Art - Julian Le Bas

Before I talk to Julian Le Bas I wander round his exhibition of paintings and charcoal sketches in the HQ Gallery. He’s just putting the finishing touches to the hanging. There are some sketchbooks piled on a chair, and paintings which haven’t made the cut leaning against the wall. The paintings downstairs are oils on canvas, usually seascapes, whose massive power belies the relatively small frames they are confined in. It’s like a post-impressionist Tardis effect. Julian paints vivid scenes in thick strokes of multi-coloured oils, which capture mood more than anything; you can’t quite see where the sea ends and the sky begins.

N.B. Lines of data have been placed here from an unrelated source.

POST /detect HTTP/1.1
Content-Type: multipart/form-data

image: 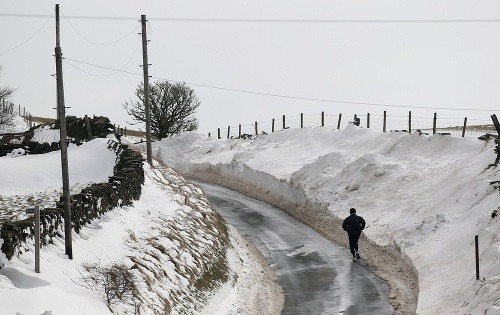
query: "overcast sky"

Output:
[0,0,500,133]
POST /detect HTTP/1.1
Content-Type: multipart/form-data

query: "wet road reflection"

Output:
[193,180,393,315]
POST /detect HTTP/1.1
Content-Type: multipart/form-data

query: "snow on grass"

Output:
[0,124,282,315]
[155,126,500,314]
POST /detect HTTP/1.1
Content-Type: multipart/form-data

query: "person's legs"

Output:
[349,233,359,256]
[349,234,360,258]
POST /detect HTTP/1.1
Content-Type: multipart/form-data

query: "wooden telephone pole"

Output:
[141,15,153,166]
[55,4,73,259]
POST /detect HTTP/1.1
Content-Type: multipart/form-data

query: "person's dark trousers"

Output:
[349,233,361,256]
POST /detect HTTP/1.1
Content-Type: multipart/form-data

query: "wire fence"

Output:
[0,99,33,133]
[208,112,497,139]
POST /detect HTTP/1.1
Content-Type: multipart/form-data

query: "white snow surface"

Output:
[0,118,283,315]
[154,126,500,314]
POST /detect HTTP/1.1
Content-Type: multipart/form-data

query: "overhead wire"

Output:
[0,13,500,24]
[61,14,139,46]
[0,14,54,55]
[59,57,495,112]
[63,40,141,77]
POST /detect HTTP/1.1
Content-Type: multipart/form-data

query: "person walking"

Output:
[342,208,366,261]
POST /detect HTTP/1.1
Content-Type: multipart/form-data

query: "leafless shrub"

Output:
[81,263,140,314]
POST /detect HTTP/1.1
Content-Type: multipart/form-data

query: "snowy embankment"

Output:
[155,126,500,314]
[0,122,283,315]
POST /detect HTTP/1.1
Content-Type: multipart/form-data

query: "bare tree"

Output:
[123,81,201,139]
[0,66,16,127]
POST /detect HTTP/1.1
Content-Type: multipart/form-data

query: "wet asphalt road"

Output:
[193,180,394,315]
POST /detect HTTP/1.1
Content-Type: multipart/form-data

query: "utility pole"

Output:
[141,15,153,166]
[55,4,73,259]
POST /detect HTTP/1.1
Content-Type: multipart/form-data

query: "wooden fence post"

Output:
[383,110,387,132]
[474,235,479,280]
[491,114,500,135]
[408,110,411,133]
[432,113,437,135]
[462,117,467,138]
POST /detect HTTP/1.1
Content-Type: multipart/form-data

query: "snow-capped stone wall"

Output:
[0,140,144,259]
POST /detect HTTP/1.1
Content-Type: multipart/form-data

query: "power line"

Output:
[0,13,500,24]
[63,56,142,76]
[63,41,140,77]
[61,14,139,46]
[65,57,496,112]
[0,14,54,55]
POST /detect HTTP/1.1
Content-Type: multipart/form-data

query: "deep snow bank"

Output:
[152,126,500,314]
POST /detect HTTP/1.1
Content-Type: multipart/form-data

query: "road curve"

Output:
[192,180,394,315]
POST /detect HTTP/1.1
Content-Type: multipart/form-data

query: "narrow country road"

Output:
[192,180,393,315]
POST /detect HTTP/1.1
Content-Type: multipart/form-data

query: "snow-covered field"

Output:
[154,125,500,314]
[0,119,283,315]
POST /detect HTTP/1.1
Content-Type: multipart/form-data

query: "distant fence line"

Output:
[208,111,496,139]
[0,99,33,128]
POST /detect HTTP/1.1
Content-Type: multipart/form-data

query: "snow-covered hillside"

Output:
[0,119,283,315]
[155,126,500,314]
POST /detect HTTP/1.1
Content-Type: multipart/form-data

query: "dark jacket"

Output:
[342,213,365,234]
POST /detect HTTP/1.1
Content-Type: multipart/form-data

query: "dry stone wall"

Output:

I nose into the notebooks, which contain sketches for his paintings, as well as hundreds of life drawings. There are cows, too: recumbent cows, painted from behind. There are also notes he has written for himself, saying things like ‘Try to make space tangible - gather the clouds (God’s breath)’ and ‘the weight of the weather - sometimes a feather or a fathom.’
Upstairs, where I talk to Julian, there is another seascape, three Tuscan landscapes ú and some charcoal drawings of goats and sheep. “There doesn’t seem to be any sign of human life in your work,” I suggest, “but your sketch books are full of life drawings.” “I suppose my main interest is in the landscape, the vastness of the space it inhabits, and the specific atmosphere it creates,” he says. “The life drawings come from my art teaching workshops, drawn directly from the figure. The forms of the human body will re-appear in my landscapes, though not in a self-conscious way. They help me see the relationship of forms.”
Julian cites late Turner paintings and Constable’s seascape sketches as influences, as well as Emile Nolde’s morbidly romantic ‘The Sea B’, which used to hang in the old Tate.